PostgreSQL vs MySQL?

Matthew Hawkins matthew at topic.com.au
Fri Apr 5 16:05:52 EST 2002


On Fri, 05 Apr 2002, Damien Elmes wrote:
> We also see MySQL fall over sometimes for no apparent reason. With its lack of
> real ACID support, I wouldn't want to use it in a place where the data was
> actually important.

I've never had MySQL fall over for no reason, though Postgres does it
repeatedly.  Also, using InnoDB tables available for the past 12 months
(iirc) in MySQL you get certified ACID compliancy.

Also, Postgres appears to have, in my experience and in the experience
of many other people (check that website posted recently with the
Postgres vs MySQL article), problems with corrupting data quite
frequently, forcing rebuilds.  My suspicion is that it has something to
do with the way postgres uses temporary tables and in some circumstances
will just blat out the original DB with the entries in the temporary
table.  It's all documented in the postgres doco, just funnily enough
never marked up in big blinking lights "WILL CAUSE MASSIVE DATA CORRUPTION".

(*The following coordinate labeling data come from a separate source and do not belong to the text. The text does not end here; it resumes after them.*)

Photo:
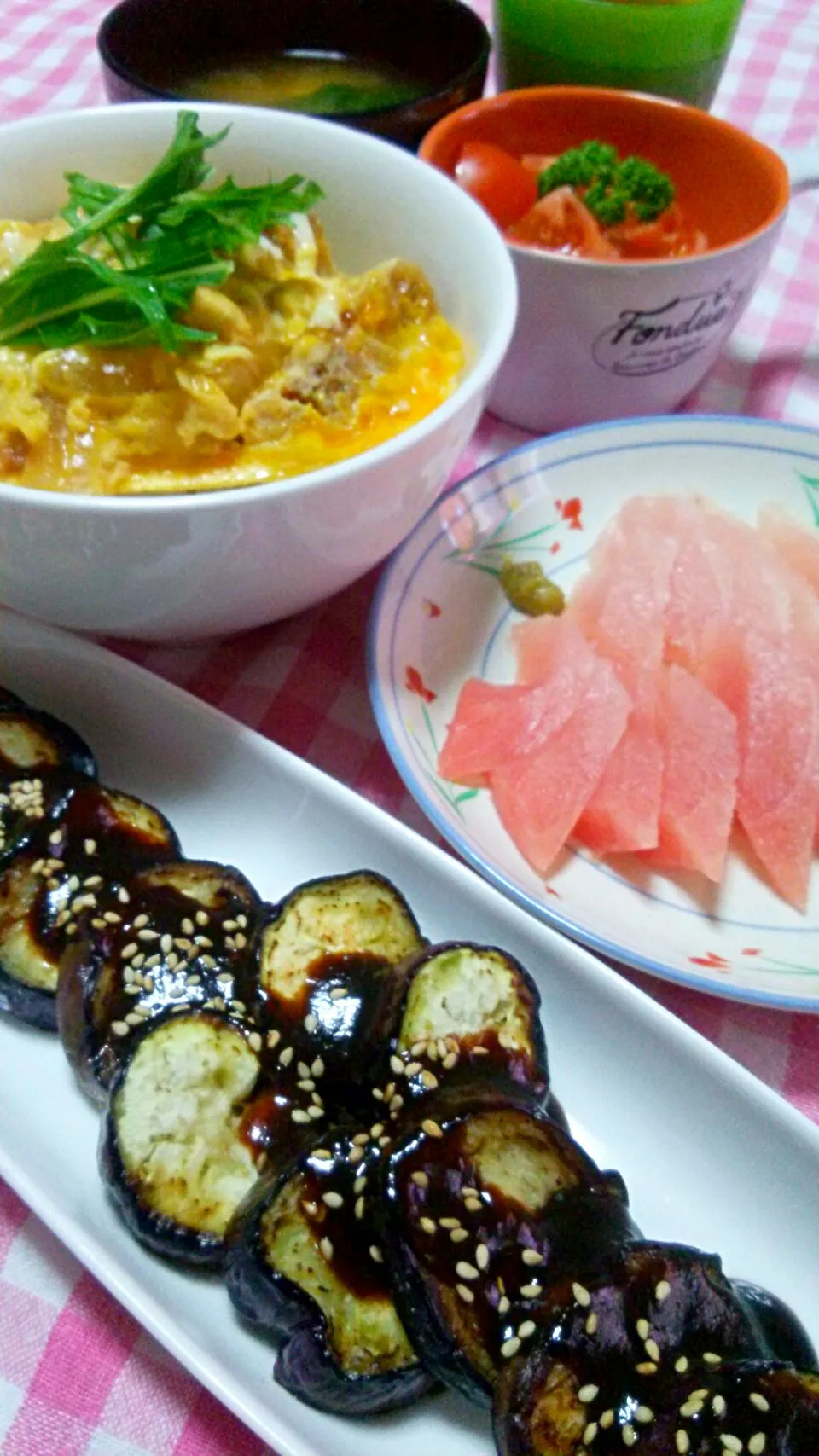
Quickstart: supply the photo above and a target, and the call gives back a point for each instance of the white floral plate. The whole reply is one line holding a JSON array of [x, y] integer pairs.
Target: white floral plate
[[440, 618]]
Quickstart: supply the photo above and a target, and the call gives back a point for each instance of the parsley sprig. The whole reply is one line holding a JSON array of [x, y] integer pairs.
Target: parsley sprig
[[135, 255], [611, 187]]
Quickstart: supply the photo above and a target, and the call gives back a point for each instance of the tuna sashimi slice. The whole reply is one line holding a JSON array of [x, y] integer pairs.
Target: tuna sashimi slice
[[624, 809], [543, 644], [796, 546], [726, 576], [493, 721], [700, 774], [541, 795], [774, 692], [619, 603]]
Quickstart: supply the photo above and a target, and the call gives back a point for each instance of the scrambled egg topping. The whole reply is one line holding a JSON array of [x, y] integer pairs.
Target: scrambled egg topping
[[311, 366]]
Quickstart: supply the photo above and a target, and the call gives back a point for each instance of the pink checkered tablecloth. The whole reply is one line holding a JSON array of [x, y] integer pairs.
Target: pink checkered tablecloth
[[78, 1376]]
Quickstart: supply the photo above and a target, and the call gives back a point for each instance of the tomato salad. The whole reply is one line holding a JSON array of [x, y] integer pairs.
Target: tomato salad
[[584, 203]]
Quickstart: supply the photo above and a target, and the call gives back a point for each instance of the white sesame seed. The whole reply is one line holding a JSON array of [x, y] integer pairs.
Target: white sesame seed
[[465, 1270], [691, 1408]]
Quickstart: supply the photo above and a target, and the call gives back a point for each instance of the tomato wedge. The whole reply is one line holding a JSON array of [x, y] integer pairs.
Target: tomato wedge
[[497, 181], [561, 223]]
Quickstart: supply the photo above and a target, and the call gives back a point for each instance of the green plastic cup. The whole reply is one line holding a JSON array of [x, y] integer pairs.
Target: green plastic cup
[[666, 49]]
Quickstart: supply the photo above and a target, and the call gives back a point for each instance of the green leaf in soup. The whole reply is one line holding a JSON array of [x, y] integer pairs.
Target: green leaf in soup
[[340, 98]]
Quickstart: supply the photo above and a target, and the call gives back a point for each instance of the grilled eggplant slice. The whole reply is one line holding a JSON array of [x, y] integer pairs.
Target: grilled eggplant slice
[[41, 759], [331, 969], [471, 1015], [174, 1151], [630, 1356], [69, 875], [485, 1207], [305, 1262], [185, 939], [781, 1336]]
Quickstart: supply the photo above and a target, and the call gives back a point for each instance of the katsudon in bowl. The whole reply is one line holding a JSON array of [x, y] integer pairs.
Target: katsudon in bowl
[[239, 352]]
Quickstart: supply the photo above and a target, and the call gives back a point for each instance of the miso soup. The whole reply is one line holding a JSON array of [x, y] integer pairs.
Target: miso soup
[[321, 82]]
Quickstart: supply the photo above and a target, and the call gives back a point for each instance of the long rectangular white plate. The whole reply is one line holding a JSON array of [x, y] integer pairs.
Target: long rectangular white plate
[[710, 1155]]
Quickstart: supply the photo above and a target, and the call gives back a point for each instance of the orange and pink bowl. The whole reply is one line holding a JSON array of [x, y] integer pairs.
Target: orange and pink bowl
[[613, 339]]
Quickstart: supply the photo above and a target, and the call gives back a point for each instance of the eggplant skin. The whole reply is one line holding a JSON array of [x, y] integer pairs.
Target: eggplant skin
[[781, 1334], [646, 1330], [175, 1180], [92, 1002], [28, 1003], [305, 1369], [343, 1347], [39, 751], [753, 1406], [516, 1184]]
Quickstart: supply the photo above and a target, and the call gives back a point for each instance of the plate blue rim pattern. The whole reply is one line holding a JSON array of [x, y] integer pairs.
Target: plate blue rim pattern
[[378, 696]]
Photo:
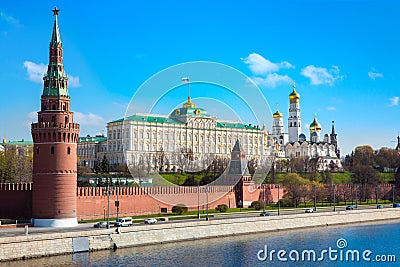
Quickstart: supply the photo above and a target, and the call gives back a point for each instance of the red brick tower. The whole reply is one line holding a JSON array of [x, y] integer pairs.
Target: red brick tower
[[55, 136]]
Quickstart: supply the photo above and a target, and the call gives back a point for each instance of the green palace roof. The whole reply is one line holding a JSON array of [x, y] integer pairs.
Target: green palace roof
[[150, 118], [92, 139]]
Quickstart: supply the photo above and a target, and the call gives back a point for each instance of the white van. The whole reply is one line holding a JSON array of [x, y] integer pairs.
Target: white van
[[123, 222]]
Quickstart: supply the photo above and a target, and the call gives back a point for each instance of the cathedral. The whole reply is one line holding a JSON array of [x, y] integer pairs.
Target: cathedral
[[294, 143]]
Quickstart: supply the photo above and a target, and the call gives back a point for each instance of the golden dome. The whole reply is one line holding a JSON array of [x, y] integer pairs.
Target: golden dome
[[294, 95], [277, 114], [315, 126]]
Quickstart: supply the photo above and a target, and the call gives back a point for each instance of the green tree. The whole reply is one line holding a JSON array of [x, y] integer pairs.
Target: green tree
[[296, 187], [256, 205], [221, 208], [179, 209]]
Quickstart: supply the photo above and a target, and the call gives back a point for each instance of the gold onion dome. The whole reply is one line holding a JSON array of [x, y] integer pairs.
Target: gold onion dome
[[315, 126], [277, 114], [294, 95]]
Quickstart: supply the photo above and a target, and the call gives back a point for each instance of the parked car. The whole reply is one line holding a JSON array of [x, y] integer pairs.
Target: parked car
[[123, 222], [100, 225], [150, 221], [264, 213]]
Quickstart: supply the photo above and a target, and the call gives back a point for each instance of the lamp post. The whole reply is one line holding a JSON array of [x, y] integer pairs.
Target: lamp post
[[393, 186], [206, 202], [108, 204], [315, 197], [279, 199], [117, 201], [356, 187], [198, 201], [334, 197], [264, 198]]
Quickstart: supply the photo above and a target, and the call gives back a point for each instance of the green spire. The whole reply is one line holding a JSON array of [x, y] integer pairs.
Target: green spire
[[55, 37], [55, 79]]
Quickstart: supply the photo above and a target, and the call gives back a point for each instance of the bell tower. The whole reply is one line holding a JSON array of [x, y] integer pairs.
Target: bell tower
[[55, 136], [294, 120]]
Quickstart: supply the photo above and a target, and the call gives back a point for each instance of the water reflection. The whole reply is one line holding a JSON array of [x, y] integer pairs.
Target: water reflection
[[237, 250]]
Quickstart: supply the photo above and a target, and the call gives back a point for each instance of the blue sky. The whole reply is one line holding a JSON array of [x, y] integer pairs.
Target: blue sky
[[343, 55]]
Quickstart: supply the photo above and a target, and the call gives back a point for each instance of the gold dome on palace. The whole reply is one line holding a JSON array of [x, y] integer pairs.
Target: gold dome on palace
[[294, 95], [277, 114], [315, 126]]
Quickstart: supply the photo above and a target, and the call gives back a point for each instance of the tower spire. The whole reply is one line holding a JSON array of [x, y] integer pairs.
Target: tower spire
[[55, 37], [55, 79]]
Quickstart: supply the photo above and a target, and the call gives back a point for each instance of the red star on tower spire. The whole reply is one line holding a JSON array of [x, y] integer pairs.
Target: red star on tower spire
[[55, 11]]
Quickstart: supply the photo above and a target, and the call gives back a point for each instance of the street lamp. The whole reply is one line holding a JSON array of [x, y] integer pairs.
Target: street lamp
[[315, 197], [356, 188], [393, 186], [279, 199], [334, 197], [108, 204], [264, 199], [206, 202], [376, 196], [198, 201]]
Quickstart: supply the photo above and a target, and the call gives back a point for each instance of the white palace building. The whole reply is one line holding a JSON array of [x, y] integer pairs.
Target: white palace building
[[160, 141]]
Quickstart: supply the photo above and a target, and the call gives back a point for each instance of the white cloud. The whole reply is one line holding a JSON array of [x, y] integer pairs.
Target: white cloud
[[89, 119], [260, 65], [74, 81], [394, 101], [373, 74], [320, 75], [35, 71], [9, 19], [272, 80]]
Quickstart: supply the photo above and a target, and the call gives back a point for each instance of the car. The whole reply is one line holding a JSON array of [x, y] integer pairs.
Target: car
[[150, 221], [100, 225], [123, 222]]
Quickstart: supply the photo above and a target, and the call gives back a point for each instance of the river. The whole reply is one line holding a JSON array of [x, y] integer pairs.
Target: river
[[359, 245]]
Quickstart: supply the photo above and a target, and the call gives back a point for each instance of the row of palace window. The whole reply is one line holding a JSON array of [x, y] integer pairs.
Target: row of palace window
[[117, 135], [52, 150], [59, 137]]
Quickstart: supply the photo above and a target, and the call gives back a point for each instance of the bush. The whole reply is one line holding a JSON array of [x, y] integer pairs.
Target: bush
[[179, 209], [257, 205], [221, 208]]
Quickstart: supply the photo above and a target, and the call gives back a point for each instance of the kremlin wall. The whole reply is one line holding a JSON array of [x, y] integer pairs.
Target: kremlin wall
[[16, 203]]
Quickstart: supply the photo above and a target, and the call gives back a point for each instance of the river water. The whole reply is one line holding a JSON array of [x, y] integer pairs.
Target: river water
[[371, 242]]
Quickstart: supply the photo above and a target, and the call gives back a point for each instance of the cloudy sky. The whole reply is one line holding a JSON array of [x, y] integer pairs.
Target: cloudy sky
[[343, 55]]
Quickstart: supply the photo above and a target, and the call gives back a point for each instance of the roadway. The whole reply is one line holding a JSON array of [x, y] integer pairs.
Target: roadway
[[10, 232]]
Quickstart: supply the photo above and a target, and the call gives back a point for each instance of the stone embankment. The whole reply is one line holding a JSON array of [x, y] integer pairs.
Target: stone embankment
[[48, 244]]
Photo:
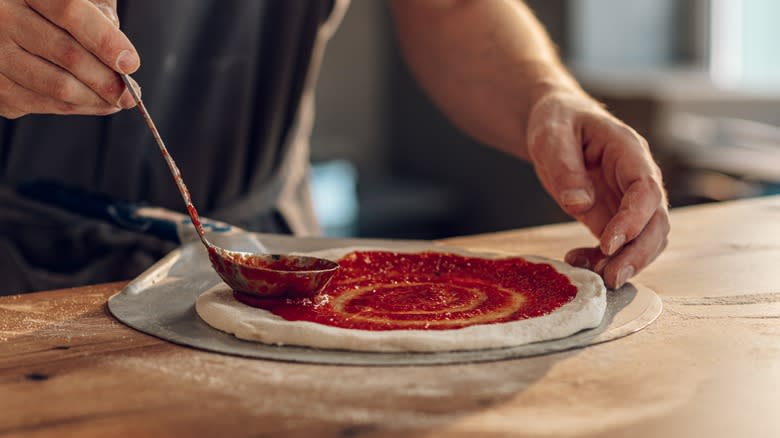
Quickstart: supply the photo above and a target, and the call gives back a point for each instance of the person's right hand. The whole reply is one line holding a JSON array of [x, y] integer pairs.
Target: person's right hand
[[62, 57]]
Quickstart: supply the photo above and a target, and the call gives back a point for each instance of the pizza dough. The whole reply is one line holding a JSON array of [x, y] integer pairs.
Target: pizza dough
[[219, 309]]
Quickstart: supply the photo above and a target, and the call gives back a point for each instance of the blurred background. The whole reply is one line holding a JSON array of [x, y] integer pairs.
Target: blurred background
[[700, 79]]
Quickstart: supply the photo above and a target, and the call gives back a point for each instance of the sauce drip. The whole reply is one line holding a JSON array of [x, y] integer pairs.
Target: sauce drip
[[382, 290]]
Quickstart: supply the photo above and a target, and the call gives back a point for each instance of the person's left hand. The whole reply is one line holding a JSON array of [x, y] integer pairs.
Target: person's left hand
[[600, 171]]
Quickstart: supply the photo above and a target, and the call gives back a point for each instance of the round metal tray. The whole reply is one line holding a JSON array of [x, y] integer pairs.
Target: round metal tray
[[161, 303]]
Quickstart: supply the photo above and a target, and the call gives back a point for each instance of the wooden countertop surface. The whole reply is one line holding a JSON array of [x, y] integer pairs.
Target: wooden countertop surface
[[709, 366]]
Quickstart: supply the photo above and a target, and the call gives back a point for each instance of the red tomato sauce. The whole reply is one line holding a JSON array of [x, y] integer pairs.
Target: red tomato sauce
[[382, 290]]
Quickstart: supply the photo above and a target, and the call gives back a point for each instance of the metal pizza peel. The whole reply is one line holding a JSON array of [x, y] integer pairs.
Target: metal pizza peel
[[161, 303]]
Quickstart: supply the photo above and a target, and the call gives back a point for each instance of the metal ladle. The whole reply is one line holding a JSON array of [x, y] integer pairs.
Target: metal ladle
[[265, 275]]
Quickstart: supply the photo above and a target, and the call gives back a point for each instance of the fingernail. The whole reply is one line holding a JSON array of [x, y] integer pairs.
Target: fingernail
[[623, 276], [127, 62], [615, 243], [126, 101], [580, 262], [599, 268], [136, 87], [576, 198]]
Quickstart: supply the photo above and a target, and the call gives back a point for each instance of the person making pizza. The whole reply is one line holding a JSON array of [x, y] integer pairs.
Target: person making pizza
[[230, 85]]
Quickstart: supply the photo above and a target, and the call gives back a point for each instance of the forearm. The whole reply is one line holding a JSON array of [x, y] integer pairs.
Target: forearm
[[484, 62]]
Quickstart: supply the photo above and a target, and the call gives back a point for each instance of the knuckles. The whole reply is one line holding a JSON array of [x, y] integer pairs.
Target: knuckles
[[61, 88], [69, 11]]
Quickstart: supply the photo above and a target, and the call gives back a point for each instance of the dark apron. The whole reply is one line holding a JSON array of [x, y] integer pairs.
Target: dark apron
[[224, 81]]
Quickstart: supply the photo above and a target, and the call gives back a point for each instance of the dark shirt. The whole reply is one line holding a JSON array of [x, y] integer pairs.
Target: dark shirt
[[223, 81]]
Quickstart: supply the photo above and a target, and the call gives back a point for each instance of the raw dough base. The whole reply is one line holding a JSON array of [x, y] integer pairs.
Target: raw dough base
[[219, 309]]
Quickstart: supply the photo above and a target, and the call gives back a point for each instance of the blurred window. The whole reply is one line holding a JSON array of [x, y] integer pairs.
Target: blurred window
[[743, 44]]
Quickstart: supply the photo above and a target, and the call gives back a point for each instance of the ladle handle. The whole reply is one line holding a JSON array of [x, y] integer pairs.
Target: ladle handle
[[185, 194]]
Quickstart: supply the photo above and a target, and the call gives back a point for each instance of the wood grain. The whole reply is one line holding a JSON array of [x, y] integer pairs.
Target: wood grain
[[710, 366]]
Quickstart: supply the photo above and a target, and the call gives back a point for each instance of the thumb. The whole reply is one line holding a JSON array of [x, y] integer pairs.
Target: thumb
[[558, 159], [108, 8]]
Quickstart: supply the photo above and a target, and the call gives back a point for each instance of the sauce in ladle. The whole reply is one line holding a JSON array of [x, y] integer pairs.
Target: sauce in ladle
[[265, 275]]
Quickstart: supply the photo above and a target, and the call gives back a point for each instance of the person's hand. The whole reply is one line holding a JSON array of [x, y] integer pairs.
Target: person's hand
[[62, 57], [601, 172]]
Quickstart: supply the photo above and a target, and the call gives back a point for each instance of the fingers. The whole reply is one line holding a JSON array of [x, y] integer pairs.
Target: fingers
[[586, 258], [108, 8], [639, 202], [635, 256], [58, 47], [92, 29], [639, 253], [17, 101], [33, 73], [558, 159]]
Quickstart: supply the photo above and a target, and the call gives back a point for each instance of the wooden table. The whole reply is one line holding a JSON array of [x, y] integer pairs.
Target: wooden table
[[709, 366]]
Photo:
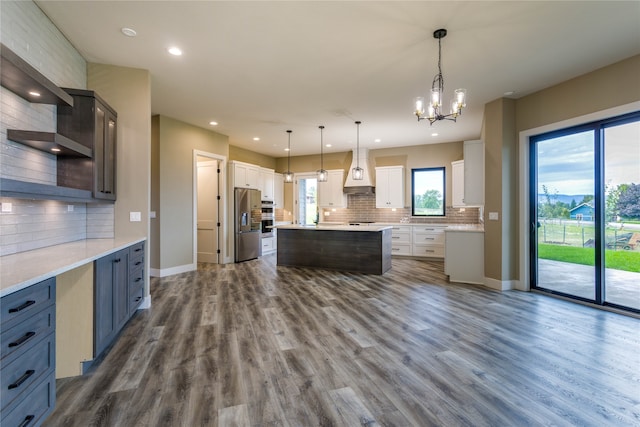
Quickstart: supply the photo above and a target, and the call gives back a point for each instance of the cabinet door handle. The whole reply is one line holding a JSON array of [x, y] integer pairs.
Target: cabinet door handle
[[26, 421], [22, 339], [22, 306], [22, 379]]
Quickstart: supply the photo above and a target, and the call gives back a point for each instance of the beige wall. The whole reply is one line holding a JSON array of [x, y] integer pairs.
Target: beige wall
[[175, 142], [606, 88], [128, 91]]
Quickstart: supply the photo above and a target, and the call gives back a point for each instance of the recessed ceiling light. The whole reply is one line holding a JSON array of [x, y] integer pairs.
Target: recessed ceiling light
[[129, 32]]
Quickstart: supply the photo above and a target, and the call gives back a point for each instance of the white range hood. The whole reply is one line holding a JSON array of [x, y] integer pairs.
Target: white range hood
[[367, 184]]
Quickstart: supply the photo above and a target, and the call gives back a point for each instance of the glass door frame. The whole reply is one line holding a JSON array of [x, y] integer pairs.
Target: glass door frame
[[598, 127]]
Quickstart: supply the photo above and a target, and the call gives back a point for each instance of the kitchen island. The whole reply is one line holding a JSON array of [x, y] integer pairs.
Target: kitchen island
[[353, 248]]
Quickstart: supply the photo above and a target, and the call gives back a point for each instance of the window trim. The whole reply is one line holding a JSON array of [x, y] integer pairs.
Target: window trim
[[443, 213]]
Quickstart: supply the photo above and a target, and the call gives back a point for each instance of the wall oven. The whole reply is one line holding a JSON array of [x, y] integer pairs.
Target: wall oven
[[268, 217]]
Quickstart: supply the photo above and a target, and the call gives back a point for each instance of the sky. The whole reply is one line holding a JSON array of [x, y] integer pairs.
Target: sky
[[566, 164]]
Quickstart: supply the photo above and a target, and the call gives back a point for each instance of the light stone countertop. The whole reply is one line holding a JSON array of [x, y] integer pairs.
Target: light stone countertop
[[335, 227], [18, 271], [468, 228]]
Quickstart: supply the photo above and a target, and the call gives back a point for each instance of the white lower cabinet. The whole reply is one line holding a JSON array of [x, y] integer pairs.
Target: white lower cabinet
[[464, 260], [428, 240], [401, 240]]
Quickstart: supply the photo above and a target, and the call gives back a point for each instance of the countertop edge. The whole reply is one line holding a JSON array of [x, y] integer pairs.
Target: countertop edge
[[19, 281]]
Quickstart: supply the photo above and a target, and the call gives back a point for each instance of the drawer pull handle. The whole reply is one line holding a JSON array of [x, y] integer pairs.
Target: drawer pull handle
[[22, 306], [26, 420], [22, 339], [22, 379]]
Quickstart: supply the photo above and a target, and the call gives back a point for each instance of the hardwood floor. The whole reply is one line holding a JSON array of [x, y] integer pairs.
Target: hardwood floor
[[252, 344]]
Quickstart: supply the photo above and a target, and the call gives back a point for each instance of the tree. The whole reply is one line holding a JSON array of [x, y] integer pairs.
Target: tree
[[629, 201]]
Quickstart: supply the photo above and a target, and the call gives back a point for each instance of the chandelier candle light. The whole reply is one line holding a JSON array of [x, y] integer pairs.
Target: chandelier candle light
[[435, 108], [288, 175], [322, 174], [357, 172]]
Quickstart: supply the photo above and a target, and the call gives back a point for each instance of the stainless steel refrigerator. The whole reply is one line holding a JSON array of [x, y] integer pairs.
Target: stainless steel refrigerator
[[248, 218]]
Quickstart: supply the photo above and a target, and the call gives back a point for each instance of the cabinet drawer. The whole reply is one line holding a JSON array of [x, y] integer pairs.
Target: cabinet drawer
[[23, 335], [429, 238], [22, 304], [400, 249], [18, 376], [436, 251], [400, 237], [32, 410]]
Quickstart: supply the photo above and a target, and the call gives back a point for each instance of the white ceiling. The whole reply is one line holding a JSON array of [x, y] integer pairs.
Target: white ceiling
[[260, 68]]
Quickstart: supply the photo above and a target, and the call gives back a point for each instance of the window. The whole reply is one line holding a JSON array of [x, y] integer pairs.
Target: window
[[427, 192]]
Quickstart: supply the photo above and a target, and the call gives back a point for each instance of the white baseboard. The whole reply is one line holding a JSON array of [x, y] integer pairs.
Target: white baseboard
[[146, 303], [499, 285], [164, 272]]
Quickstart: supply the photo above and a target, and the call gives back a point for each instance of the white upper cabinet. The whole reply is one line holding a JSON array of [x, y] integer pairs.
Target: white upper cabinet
[[278, 190], [267, 183], [245, 175], [390, 187], [330, 193], [474, 173], [457, 184]]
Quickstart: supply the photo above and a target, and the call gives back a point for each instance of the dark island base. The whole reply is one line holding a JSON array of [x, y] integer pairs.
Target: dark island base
[[353, 251]]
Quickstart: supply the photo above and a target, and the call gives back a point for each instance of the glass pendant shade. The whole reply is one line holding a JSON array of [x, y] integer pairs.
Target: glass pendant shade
[[322, 173], [288, 175]]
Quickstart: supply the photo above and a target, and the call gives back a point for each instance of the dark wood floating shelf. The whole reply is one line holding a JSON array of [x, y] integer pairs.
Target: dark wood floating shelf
[[21, 78], [32, 190], [49, 142]]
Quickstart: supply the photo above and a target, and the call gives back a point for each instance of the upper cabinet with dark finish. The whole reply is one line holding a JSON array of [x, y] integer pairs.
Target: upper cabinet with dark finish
[[92, 123]]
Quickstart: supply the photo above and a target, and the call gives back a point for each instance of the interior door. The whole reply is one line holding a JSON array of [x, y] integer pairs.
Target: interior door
[[208, 207]]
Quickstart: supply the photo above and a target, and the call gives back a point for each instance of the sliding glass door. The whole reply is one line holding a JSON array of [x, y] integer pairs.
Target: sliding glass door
[[585, 212]]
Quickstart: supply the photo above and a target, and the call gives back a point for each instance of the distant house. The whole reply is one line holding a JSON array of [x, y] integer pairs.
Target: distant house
[[582, 212]]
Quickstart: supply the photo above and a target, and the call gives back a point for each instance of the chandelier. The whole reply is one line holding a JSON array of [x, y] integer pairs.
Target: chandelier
[[288, 175], [322, 173], [435, 108]]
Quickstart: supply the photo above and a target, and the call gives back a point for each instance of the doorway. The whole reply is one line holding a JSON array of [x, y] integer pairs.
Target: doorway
[[585, 212], [208, 208], [305, 193]]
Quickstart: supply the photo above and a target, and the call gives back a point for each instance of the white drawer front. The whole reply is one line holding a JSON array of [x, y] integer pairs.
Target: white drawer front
[[429, 238], [436, 251], [400, 249]]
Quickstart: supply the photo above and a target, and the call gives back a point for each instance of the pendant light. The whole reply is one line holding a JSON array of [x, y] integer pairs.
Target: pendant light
[[322, 174], [435, 109], [357, 173], [288, 175]]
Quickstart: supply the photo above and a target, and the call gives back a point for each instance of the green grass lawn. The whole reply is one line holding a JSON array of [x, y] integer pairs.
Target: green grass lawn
[[618, 260]]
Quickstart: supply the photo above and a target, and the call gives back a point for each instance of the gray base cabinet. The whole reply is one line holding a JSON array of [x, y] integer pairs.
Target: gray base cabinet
[[27, 372], [119, 289]]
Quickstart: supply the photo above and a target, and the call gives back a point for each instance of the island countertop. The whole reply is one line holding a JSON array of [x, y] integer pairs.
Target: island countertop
[[335, 227], [17, 271]]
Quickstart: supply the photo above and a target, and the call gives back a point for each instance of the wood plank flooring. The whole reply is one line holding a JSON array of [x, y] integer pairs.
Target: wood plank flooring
[[253, 344]]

Funny how postgres folks seem to be fond of bashing MySQL for not having
transaction support (even though it does now) and claiming theoretical
corruptions that simply don't happen in practice, while not dealing with
the planks in their own eyes.  Two words - Atomic operations.  It's all
documented in the MySQL doco.  Yes, you can't guarantee consistency over
a bunch of operations simply because each one is atomic.  That's why
MySQL has table locks - again, in the doco.  You get the same outcome as
you get from a transaction, just without all the massive overhead.

They're currently working on finer-grained locking (since obviously
table-level can hit performance) and implementing sub-selects.  Read the
mysql doco for a few methods to work around not having sub-selects
already.  They say:

SELECT * FROM table1 WHERE id IN (SELECT id FROM table2);

can be rewritten as:

SELECT table1.* FROM table1,table2 WHERE table1.id=table2.id;

and:

SELECT * FROM table1 WHERE id NOT IN (SELECT id FROM table2);
SELECT * FROM table1 WHERE NOT EXISTS (SELECT id FROM table2 where table1.id=table2.id);

can be rewritten as:

SELECT table1.* FROM table1 LEFT JOIN table2 ON table1.id=table2.id where table2.id IS NULL;

I'm not claiming its possible to rewrite every situation, but it
certainly seems valid to me to avoid using subselects wherever possible.
No-one likes rewriting sloppy code because it means admitting they wrote
sloppy code to begin with.  Get over it.